Part 1 – Exchange Sensors Included In PRTG
In this, the first in a series of articles looking at how PRTG can help Exchange Admins to manage their systems, we look at the continued popularity of email as a corporate communications tool. We’ll also see how PRTG’s pre-defined Exchange sensors can provide a great overview of system health and performance. In subsequent articles, we’ll see how custom sensors can provide even deeper insight into the many components and sub-systems that make up an Exchange infrastructure.
The death of email has been predicted many times in recent years, with various justifications – instant messaging is better, spam makes email insecure and inefficient, social media is cooler, people change addresses too often. However, as is often the case, the facts do not agree with pundit’s opinions, as the Email Statistics Report 2015-2019 by The Radicati Group shows:
2015 |
2016 |
2017 |
2018 |
2019 |
|
Global Email Accounts (Mio) |
4353 |
4626 |
4920 |
5243 |
5594 |
% Growth |
|
6% |
6% |
7% |
7% |
2015 |
2016 |
2017 |
2018 |
2019 |
|
Global Daily Email Messages (Bn) |
206 |
215 |
225 |
236 |
247 |
% Growth |
|
5% |
5% |
5% |
5% |
So, far from becoming extinct, the prevalence and popularity of email continues to increase. The move towards cloud based services is starting to change the way organisations provision their email services.

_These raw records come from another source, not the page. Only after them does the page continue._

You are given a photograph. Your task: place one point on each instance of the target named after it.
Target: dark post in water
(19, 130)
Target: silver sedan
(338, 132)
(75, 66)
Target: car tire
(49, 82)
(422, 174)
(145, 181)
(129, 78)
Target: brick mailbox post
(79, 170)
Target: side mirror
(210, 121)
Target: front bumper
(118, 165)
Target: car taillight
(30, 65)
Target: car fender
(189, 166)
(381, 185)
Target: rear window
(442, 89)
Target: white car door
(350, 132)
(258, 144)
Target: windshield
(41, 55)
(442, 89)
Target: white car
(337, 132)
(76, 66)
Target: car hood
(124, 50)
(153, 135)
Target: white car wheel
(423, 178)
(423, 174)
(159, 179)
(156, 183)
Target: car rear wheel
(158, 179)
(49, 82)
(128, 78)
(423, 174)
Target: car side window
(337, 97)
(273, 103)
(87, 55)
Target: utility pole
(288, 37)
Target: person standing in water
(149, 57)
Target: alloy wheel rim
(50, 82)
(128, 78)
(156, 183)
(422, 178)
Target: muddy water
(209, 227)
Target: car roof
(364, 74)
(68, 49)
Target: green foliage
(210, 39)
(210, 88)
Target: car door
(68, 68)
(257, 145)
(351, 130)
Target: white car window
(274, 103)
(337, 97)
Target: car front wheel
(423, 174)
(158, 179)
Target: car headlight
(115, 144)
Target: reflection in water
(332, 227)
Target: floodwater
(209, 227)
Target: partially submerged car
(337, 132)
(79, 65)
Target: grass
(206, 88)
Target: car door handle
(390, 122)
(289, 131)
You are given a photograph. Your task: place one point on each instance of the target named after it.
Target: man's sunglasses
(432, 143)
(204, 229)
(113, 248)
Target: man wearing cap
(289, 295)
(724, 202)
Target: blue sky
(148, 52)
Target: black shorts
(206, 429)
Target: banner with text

Research from Gartner shows that around 13 percent of publicly listed companies have already moved their email into the cloud.
But this means that most organisations are still using on premise email services and while surveys differ in the precise market share, they do all agree that Microsoft Exchange is still the clear market leader when it comes to business email systems.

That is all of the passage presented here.